Speeding up Docker build in CI/CD
“Efficiency is doing things right; effectiveness is doing the right things.” – Peter Drucker
Hello, I’m Satyam Jadhav, I work as a Senior Member of Technical Staff at Fyle.
I recently worked on an initiative to reduce our CI/CD pipeline’s execution time, especially unit tests workflow which runs on every pull request of our Platform API service built using Flask. It was taking 6 minutes and 30 seconds to complete, running 2000+ unit tests. Goal was to get it reduced by 40 to 50%.
We use GitHub Action for our CI pipeline and Docker for containerisation. Initially we had the below workflow, in which we used to run our unit tests in 4 sets using matrix strategy.
Execution time analysis
I began by analyzing where each second of the total runtime of 6 minutes and 30 seconds was being spent.

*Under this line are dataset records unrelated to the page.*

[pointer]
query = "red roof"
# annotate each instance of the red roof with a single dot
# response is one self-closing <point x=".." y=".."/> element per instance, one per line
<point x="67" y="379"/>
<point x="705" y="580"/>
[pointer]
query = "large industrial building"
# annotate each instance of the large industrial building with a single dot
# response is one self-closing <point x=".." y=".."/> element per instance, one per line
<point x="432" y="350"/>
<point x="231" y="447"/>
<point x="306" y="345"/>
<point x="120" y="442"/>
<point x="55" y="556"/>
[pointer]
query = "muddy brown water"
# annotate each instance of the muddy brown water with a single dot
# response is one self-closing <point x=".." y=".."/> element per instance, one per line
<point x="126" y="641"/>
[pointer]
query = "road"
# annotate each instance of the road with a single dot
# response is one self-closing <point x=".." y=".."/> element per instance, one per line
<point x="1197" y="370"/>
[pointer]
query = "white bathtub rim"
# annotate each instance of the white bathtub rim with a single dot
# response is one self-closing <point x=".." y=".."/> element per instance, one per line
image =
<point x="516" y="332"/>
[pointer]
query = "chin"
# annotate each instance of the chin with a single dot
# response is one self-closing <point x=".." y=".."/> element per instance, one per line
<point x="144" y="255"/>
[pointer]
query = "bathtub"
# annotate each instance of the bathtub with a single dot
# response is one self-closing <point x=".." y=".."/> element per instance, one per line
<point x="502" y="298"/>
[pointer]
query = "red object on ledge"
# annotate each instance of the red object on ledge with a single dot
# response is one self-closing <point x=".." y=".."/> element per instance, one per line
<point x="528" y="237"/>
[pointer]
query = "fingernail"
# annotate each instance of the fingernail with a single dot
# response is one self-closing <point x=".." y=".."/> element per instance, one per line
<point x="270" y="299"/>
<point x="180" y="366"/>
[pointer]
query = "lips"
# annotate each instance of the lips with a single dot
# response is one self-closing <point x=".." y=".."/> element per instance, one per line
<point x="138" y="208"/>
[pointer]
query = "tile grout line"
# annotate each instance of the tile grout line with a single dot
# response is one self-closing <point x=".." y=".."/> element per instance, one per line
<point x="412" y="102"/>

Test set: 5 minutes 30 seconds (85%)
Docker build: 2 minutes (31%)
Running test and coverage export: 3 minutes 30 seconds (54%)
Combine coverage: 30 seconds (8%)
Github runners overhead: 30 seconds (7%)
Docker Build
step was common in all sets and was taking 31% of the total set execution time. Reducing the execution time would decrease billable time by 4x. This would enable us to increase parallelization without additional costs. Thus, it made sense to focus on reducing the time taken to build the Docker image.
Don’t build what you don’t need
We needed the DB migration service to create the database schema for the Platform API service. Our schema migrations are just simple SQL files having DDL statements which are executed using alembic framework (We chose not to use the auto-generate migration feature for better control).
Both Platform API and DB migration services are Flask-based Python applications. We ran migrations directly from the Platform API service, eliminating the need to build the DB migration service.
I wrote a separate Docker Compose file specifically for GitHub Actions, removing the dependency on the DB migration service from the Platform API service. Attached DB migration service’s codebase as volume to the Platform API service and modified command to run migration at the beginning. This saved 30 seconds i.e. 9% of the total time.
Cache what you have already build
The build step for the Platform API service took 65 seconds.
Pull base python Image: 23 seconds (6%)
Build service: 14 seconds (4%)
Export and load Image: 28 seconds (7%)
37 seconds were spent pulling the base image and building the service, which involved many repetitive steps. Fortunately docker’s build-kit has the provision for exporting build cache to external locations.
Out of available options GitHub cache backend and registry cache backend suited our use case. By caching build steps using the GitHub cache backend, I achieved the following results:
Cache miss: 91 seconds (+7%, 24 seconds of cache upload overhead)
Cache hit: 47 seconds (-5%, 3 seconds of cache upload overhead)
# pytest/action.yaml
name: Pytest
description: Runs pytest
runs:
using: "composite"
steps:
...
- name: Expose GitHub Runtime
uses: crazy-max/ghaction-github-runtime@v3
- name: Set up Docker Buildx
uses: docker/setup-buildx-action@v3
- name: Build service
shell: bash
run: |
docker buildx build --load . --cache-to type=gha,mode=max,scope=image2 --cache-from type=gha,scope=image2
...
In case of cache hit, we are able to save 18 seconds i.e. 5% of the total time.
Pull base python Image: 1 seconds (1%)
Build service: 3 seconds (1%)
Docker Buildx
setup overhead: 7 seconds (2%)Cache upload overhead: 3 seconds (1%)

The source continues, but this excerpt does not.